私はスマートフォンのアラームを、午前四時にセットして、ユヅさんと向かい合った。
「この家は、オフラインなんですね」
スマホの画面を見ながら呟くと、
「尊さんが結界を巡らせてるって、前にサトルが言ってた」
「えっ!?」
当然のように答えたユヅさんに、私はひどく驚いた。圏外ではなく【結界】という言葉が、医大生の口から出るとは思いもしなかった。
私は動揺を悟られないよう、彼の用件を聞く体制を整えた。
「十条さんは、幽霊とかに遭遇したことってある?」
彼の表情は真剣だ。
「その聞き方だと、あなたは経験があるんですね」
解剖のし過ぎでノイローゼ気味なのかもしれない。
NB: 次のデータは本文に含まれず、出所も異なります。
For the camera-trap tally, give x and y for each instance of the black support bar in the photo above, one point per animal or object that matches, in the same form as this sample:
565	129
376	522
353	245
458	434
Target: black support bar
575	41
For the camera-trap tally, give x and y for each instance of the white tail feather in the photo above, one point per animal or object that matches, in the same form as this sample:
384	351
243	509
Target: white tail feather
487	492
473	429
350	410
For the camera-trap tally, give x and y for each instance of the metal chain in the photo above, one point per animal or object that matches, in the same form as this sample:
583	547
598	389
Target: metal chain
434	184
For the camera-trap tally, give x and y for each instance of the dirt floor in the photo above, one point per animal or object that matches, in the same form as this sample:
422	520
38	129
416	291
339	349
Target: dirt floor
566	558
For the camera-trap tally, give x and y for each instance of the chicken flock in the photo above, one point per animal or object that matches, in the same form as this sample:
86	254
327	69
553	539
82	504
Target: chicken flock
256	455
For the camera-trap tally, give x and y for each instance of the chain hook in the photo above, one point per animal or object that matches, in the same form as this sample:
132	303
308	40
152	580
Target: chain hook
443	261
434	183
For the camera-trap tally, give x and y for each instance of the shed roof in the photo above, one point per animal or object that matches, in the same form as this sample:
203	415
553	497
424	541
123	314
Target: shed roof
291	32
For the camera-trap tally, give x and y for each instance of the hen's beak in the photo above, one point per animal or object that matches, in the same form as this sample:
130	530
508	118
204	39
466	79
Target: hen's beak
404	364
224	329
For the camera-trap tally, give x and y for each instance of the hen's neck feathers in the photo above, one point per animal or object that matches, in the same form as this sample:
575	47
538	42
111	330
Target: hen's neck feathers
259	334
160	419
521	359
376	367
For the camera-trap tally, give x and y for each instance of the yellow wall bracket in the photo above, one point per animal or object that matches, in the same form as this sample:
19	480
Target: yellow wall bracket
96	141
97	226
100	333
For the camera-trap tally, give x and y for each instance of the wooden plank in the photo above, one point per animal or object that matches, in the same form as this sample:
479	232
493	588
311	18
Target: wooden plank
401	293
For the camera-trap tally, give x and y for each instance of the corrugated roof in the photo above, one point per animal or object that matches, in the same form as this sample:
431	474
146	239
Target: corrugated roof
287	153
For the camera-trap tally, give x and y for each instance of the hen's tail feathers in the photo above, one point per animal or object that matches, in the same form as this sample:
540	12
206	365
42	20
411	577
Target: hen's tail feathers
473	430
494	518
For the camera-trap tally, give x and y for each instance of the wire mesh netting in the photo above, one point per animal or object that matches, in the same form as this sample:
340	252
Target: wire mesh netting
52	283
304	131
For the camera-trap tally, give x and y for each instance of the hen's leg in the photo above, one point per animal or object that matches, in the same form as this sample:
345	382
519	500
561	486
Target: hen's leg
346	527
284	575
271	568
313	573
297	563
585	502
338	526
と、勘繰ってしまう。
「夏にね、交通事故で入院してたんだ」
「事故に遭われたんですか」
「うん。でも、なにも覚えてなくて」
彼は、ぽってりとした下唇を軽く噛んだ。
「その時、幽体離脱を経験した、とか?」
最後まで話しを聞いてから応えるべきなのかもしれない。でも、私の眼を見つめ、縋るような眼差しで話す彼に、語らせ続けることが大罪にさえ思われた。
「それとも、その事故をきっかけに、日常が非日常的なものになったとか?」
「……時々、知らない人に会う」
世の中は、自分の知らない人で溢れている。
「解剖学の最中に?」
「ううん、ご献体は何も言わない。大学病院内や、バイト先の診療所とかで」
解剖の罪悪感から、幻覚を見るようになったのではあるまいか。
「愚痴や泣き言、やり残したこと、後悔……そんな話しをしてくるんだ」
「会話が出来るの!?」
「そうみたい。僕がきちんと向き合って受け答えすれば、いつのまにか居なくなっちゃうんだけど」
まさか、そんなことが本当に……!?
私は経験もないし、気配すら感じたことがない。だからといって、彼が嘘や幻覚話しをわざわざする意味もないだろう。僧侶だからといって死人と対峙できるはずもなく、教でどうこうできるわけでもない。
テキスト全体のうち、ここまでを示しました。